What is grief travel and how did it come to become a thing?
Griefcation goes way deeper than satiating your love for wanderlust. It takes on a new journey that mirrors the change in your life—an external journey representing an internal one.

“2024 became the most transformative year of my life. I faced heartbreaks that shook me. Ten trips in one year to Ladakh—through every season, every heartbreak, every rebirth. The mountains became my therapist, silence my teacher. I left behind lives I’d outgrown, love I’d lost, and found something deeper— my resilience,” says Pia Sodhi, an interior designer and photographer. “In Ladakh, I finally learned that healing doesn’t always need words. Sometimes, it just needs wind, altitude... and a soul ready to listen (be it a snow leopard). What people take for granted is how much travel changes you quietly. It’s not in the photos or the places but also in how you return home—slightly different, softer, more awake. That’s the part most don’t understand.”
What is grief travel?
Hailed as one of the most underrated anti-depressants after exercise, the idea of ‘grief travel’ emerges from a yearning to build perspective and focus on honing one of life’s most needed skills: mental resilience. “When everything feels emotionally heavy, just being somewhere new can create a small but meaningful shift inside you,” opines Saira Suchdeva, founder of Kalakaar, who believes the rise of similar concepts serves as an indicator of how many young people today are learning to heal—and not shutting down. She says, “When I was living in Boston during Covid, I would miss my home and family deeply. On some days, I would sit for hours at the MFA—not analysing the art, but just being with it. The quiet, the light, the presence of beauty… it softened things I didn’t have words for. And later, when my grandmother, who had pushed herself to be at my wedding at 92, passed away two days after the celebrations, I found myself grieving in Hawaii. I remember sitting by the ocean in the evenings, watching the tides. It felt like the sea was breathing for me when I couldn’t. So for me, grief travel isn’t about escape. It’s about gentle movement—letting new places, art, light, water help you hold what hurts until it becomes just a little easier to carry.”
In a similar vein, Ashmita Venkatesh, a wellness expert and founder of Amiy Naturals, reveals how being surrounded by the sounds and stillness of home reminded her that grief doesn’t necessarily leave us empty. “When I lost my pet, it felt like the world had suddenly gone quiet. The routines that once brought comfort turned hollow, and I found myself unable to focus, even on the work I loved. On a whim, I decided to travel back to my hometown—a place I hadn’t really paused to feel in years. Walking through the same streets, hearing the temple bells at dawn, and sitting by the river I used to play near as a child somehow softened the ache. It wasn’t just nostalgia, it was healing,” she adds, outlining that the experience shaped how she saw emotional healing as a founder. “It’s not only about soothing the mind, but also about reconnecting with where we come from.”
A SIGN TO STAY GROUNDED
Ayesha Sharma, psychotherapist and founder at Dialogue Mental Health, cites that grief travel represents an in-flight response. “Travelling—especially to a new place—can help with grounding and regulating one’s nervous system.
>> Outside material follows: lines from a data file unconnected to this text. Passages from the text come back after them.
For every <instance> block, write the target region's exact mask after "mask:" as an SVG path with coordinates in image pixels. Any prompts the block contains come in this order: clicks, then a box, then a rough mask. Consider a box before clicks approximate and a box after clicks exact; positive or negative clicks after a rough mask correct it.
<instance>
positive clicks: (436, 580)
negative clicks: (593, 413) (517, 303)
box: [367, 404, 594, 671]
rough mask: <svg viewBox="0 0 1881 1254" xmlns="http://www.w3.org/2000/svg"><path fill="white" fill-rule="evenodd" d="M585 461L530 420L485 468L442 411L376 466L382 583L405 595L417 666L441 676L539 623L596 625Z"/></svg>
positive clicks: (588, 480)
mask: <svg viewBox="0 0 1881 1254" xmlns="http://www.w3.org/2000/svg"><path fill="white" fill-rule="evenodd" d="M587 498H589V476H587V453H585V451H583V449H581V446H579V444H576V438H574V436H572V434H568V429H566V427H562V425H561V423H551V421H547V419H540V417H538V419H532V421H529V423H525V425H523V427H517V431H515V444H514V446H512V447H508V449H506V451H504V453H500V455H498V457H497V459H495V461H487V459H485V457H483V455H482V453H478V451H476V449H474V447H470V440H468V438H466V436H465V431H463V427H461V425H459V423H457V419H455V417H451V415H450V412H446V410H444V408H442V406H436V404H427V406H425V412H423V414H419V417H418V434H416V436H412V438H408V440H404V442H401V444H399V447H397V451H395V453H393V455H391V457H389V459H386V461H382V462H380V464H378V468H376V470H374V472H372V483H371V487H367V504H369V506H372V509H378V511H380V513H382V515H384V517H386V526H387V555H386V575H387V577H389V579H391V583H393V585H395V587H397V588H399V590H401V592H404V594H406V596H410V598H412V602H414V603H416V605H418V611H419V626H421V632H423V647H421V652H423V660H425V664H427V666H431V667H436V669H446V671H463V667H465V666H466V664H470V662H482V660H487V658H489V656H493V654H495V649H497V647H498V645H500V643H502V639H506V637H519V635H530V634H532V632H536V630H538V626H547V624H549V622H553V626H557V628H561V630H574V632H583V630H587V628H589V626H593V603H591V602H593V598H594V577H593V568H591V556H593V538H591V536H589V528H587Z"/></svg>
Another way of thinking of grief travel is also symbolic: it’s like taking on a new journey that mirrors the change in your life—an external journey representing an internal one, one without the person whom we lost. Sometimes, this externalising can deeply help the process that’s happening in parallel internally. Although the short-term benefits and appeal of grief travel are understandable, it is important to ask if we are undertaking the travel to avoid or to help process the grief. Grief comes in waves and has many stages, as Elisabeth Kübler-Ross speaks of, and to truly process a significant loss in one’s life, one must allow oneself to grieve and reach the final stage of acceptance—after initial anger, denial, bargaining, and depression. Professional and personal emotional support can help with navigating the sometimes non-linear journey of grief.”